Дэсс ждал ответа. Должна же Сона сказать хоть слово.
— Ты меня не любишь? — наконец спросил он, не дождавшись. Руби кроваво переливался и щедро выстреливал алыми искрами — рука у Дэсса дрожала.
— Люблю, — прошептала Сона и подняла на княжича несчастные глаза. Они были синее самой яркой небесной синевы, глубже самого глубокого озера. Но на дне их таилось черное горе — чернее глухой ненастной ночи.
— Ты пойдешь со мной в замок? — Дэсс не стал приказывать, хотя имел право, он лишь спросил.
Сона испуганно отступила, и княжич ее не удержал. На мгновение опоздал схватить за руку — а Сона уже стянула с себя белый шелк и заслонилась им, держа ткань на вытянутых руках. Голубоватая фигурка сделалась тускло-серой — со вздыбленной шерсти ушли голубые переливы. У Дэсса был Руби, но даже Руби не давал права увести женщину, которая столь сильно противится. По крайней мере, Дэсс не мог так поступить.
— Почему? — спросил он.
— Я была в человеческом доме, — произнесла Сона, и княжич не узнал любимого голоса — такой он стал тоненький, ломкий. — Я любила человека.
— Зачем?! — только и смог вымолвить потрясенный Дэсс.
Она издала короткий яростный вой. Пальцелистка испуганно вздрогнула, листья начали отодвигаться от девушки.
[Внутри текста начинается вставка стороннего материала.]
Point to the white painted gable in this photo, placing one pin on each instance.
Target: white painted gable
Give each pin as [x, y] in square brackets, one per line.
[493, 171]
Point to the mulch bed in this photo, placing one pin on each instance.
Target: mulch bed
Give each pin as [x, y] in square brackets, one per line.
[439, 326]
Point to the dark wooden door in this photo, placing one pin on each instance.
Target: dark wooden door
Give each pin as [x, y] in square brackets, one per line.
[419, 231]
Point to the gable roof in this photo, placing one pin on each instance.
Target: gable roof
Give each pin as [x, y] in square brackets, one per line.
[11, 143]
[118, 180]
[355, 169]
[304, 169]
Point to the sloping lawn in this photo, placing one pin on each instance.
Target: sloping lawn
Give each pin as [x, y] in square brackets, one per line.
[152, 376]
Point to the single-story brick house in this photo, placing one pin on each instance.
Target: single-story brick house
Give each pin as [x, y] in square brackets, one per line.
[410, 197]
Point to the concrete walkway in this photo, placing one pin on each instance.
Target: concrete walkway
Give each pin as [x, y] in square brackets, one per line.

— Затем, что ты не увел меня в замок! — выкрикнула Сона, комкая дорогой белый шелк.
— Ты же сказала… — начал Дэсс.
— Я сказала! А ты хотел бы — увел! — В синих глазах вскипели слезы, что были страшнее прорвавшей плотину реки. — Я год ждала! Надеялась! А ты… подарочки носил, пустяки всякие! Родителям стыдно показывать. Не подарки, а… ошметки из княжеского дома.
— Сона, — холодно проговорил оскорбленный княжич, — шальная птица клюнула тебя в маковку, и ум вылетел через уши. Привяжи свой осиротевший язык к двери родительской спальни и оставь его там навсегда.
— Моего ума хватило, чтобы прийти к человеку. — Сона все комкала и комкала шелк, превратившийся в неприглядную тряпку. — Я ласкала его, а он подарил мне деньги. Настоящие деньги, не наши!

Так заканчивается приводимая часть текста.